Así que, en la sexta mañana de la caminata, Hiram partió con un solo compañero más: un sargento del gobierno peruano. Los guiaba el guía local Melchor Arteaga. Melchor había dicho que si cruzaban el río y subían dos mil pies por la montaña, encontrarían algunas ruinas (antiguos edificios que se habían derrumbado).
¿Podría ser esta la magnífica ciudad que Hiram Bingham estaba buscando?
Hiram lo dudaba un poco. Tenía una regla para sí mismo: cada vez que alguien le contaba historias fabulosas de tesoros perdidos, Hiram se recordaba a sí mismo que podría ser solo un cuento.
Aun así, sentía curiosidad y estaba decidido y lleno de energía. Así que siguió a Melchor a través de un puente tambaleante sobre aguas rápidas, hecho con unos pocos troncos atados con enredaderas. Melchor y el sargento caminaron sobre el puente, pero Hiram avanzó a gatas. Luego siguió al guía por un empinado sendero durante más de una hora, parte del camino a cuatro patas.
Para cuando llegaron a la cresta de la montaña, Hiram y el sargento estaban exhaustos.
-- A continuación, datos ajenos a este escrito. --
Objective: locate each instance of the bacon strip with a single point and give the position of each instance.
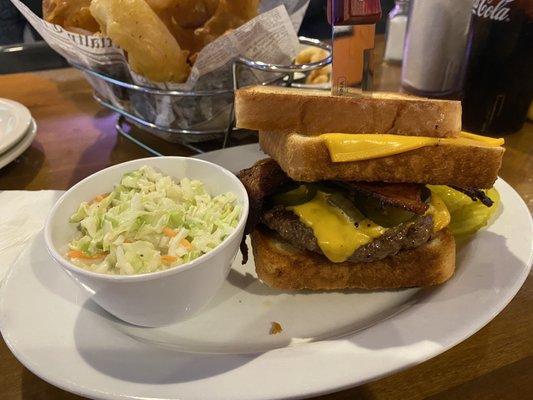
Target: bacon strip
(408, 196)
(261, 180)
Y todo lo que vieron fueron algunas chozas y muros de piedra. Unas pocas personas locales parecían vivir allí. Le ofrecieron a Hiram agua y batatas cocidas.
La vista desde aquel lugar era magnífica. Hiram podía ver hasta el valle del río muy abajo. También podía ver las altas montañas nevadas sobre él. Era como vivir entre las nubes.
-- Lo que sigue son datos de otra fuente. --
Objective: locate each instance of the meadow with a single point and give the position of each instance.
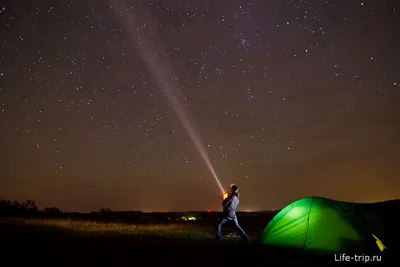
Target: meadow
(66, 242)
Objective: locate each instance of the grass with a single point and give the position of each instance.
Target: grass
(74, 227)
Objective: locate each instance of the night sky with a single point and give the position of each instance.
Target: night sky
(291, 99)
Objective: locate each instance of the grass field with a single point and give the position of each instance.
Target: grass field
(89, 228)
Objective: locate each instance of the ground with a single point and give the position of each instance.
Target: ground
(79, 243)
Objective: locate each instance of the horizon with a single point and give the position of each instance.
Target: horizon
(146, 105)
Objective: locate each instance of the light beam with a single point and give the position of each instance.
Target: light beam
(144, 34)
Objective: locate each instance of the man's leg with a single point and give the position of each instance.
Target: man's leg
(239, 229)
(220, 223)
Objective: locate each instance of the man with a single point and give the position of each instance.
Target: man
(229, 213)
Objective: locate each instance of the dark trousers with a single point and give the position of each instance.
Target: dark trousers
(239, 229)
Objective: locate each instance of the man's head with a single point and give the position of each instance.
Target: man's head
(234, 188)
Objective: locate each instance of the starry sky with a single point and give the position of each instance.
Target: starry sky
(290, 98)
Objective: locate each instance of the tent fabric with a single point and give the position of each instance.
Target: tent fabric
(321, 225)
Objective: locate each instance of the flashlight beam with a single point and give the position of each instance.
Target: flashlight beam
(144, 34)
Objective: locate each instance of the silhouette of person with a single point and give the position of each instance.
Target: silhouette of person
(229, 213)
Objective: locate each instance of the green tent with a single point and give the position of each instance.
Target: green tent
(322, 225)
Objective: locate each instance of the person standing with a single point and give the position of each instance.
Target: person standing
(229, 205)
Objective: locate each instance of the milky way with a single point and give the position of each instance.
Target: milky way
(291, 98)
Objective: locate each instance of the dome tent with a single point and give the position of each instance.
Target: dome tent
(322, 225)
¿Pero había venido hasta allí solo para disfrutar de una vista increíble de la naturaleza?
Claro que no. Tan pronto como caminó un poco más y dobló una esquina, se encontró con algo increíble. Había toda una ciudad en ruinas.
Hiram no había encontrado Vilcabamba. En cambio, había encontrado algo mucho mejor: la ciudad escondida de Machu Picchu. Era una ciudad inca que nadie en el mundo exterior siquiera sabía que existía.